Keadaan Ischemia Jantung pada kasus Angina Pectoris merupakan kasus yang tidak terduga dan seiring berujung fatal. Istilah di kampung-kampung sering disebut sebagai masuk angin duduk. Meskipun secara medis tidak justru kekurangan pasokan angin tapi justru dikatakan masuk angin. Kondisi Angina Pectoris merupakan kurangnya kiriman oksigen yang menuju ke miokardium. Hal ini membuat otot Jantung tidak dapat bekerja dengan baik. Akibat yang ditimbulkan dari iskhemia otot jantung biasanya adalah nyeri pada daerah dada menjalar ke leher, punggung bahkan ke lengan atas.

Hipoksia Jantung atau kekurangan oksigen para otot Jantung diakibatkan oleh terjadinya penyempitan satu atau lebih arteri koroner. Pada kasus yang berlarut dapat berakibat pada kerusakan otot Jantung. Gangguan ritme Jantung pun akan terjadi.

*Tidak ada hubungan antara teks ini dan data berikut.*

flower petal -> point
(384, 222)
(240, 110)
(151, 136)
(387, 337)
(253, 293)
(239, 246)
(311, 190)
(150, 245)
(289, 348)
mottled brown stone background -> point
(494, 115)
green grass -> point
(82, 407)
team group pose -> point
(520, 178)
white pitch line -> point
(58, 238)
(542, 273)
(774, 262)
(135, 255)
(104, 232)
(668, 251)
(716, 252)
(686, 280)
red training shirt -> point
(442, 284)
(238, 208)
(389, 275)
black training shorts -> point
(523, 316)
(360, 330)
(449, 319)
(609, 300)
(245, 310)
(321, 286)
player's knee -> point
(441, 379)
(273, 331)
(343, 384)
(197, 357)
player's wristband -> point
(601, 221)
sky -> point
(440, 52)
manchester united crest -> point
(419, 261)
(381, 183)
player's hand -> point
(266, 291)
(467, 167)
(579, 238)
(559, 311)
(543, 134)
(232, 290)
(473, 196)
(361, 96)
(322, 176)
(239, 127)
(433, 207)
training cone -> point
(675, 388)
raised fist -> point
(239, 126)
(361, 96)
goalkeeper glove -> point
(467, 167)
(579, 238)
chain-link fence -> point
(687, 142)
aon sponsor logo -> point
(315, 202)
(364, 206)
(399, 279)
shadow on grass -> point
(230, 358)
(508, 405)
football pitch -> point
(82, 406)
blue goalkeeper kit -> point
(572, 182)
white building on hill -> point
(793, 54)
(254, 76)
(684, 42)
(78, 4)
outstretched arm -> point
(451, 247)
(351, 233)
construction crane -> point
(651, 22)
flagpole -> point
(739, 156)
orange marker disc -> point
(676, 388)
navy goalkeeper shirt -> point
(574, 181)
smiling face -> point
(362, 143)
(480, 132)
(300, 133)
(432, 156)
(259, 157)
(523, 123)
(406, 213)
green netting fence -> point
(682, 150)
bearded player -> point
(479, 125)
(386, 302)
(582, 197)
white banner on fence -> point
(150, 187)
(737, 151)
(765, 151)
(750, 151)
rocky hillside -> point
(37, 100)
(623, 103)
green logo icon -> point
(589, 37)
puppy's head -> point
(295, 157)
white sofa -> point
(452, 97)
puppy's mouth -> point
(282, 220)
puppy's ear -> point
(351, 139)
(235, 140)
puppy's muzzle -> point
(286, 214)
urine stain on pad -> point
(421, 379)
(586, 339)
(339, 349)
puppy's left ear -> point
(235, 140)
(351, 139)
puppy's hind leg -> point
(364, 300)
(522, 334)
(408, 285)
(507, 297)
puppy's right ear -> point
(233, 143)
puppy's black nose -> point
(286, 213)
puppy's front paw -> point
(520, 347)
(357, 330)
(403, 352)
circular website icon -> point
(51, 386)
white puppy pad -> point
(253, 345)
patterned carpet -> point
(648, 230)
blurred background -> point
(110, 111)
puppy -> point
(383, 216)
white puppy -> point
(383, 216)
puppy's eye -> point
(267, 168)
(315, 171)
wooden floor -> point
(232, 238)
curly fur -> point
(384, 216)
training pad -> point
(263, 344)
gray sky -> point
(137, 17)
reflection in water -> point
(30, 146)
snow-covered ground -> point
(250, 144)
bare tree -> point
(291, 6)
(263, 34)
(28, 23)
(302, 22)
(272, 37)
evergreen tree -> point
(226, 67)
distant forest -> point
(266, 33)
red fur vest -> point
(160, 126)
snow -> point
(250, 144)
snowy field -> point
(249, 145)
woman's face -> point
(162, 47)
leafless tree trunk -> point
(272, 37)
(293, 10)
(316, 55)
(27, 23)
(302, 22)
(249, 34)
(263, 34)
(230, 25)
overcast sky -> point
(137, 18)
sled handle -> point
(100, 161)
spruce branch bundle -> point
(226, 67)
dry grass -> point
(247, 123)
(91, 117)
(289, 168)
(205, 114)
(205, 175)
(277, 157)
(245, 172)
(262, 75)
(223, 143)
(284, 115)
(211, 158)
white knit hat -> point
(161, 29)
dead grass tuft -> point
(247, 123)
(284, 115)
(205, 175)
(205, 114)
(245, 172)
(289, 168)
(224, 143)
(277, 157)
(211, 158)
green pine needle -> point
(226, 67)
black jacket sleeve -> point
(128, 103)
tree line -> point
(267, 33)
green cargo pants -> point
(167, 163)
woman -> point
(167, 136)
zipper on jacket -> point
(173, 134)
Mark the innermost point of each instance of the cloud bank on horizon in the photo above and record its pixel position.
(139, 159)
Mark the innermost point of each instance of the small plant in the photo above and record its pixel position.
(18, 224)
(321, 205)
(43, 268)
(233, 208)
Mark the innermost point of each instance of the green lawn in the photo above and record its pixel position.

Angina ada beberapa jenis, diantaranya:

  1. Angina Stabil
  2. Angina Instabil
  3. Angina Variant

Tindakan umum yang dapat dilakukan adalah dengan mengubah kebiasaan buruk dan beralih kepada pola hidup sehat. Beberapa trik yang wajib dilakukan untuk mengatasi Angina Pectoris antara lain:

  1. Berhenti merokok
  2. Membatasi minum kopi
  3. Jaga berat badan, jangan sampai kegemukan (Overweight)
  4. Olah raga ringan tapi rutin seperti jalan pagi atau lari-lari kecil
  5. Waspadai hipertensi

Pengobatan yang dapat dilakukan secara medis dapat diberikan obat sebagai berikut:

  1. Nitrogliserin, untuk mengatasi serangan akut. Dapat pula dipadukan dengan Analgetikum Narkotika untuk mengatasi nyeri dan efek sedatif.
  2. Beta-Blocker untuk mengurangi kebutuhan oksigen
  3. Vasodilator Koroner untuk memperlancar sirkulasi darah dan oksigen seperti golongan Isosorbidanitrat dan Antagonis Ca (Diltiazem dan Verapamil). Nifedipin dalam kasus ini tidak dianjurkan karena dikhawatirkan memiliki dampat karsinogenik pada penggunaan jangka panjang.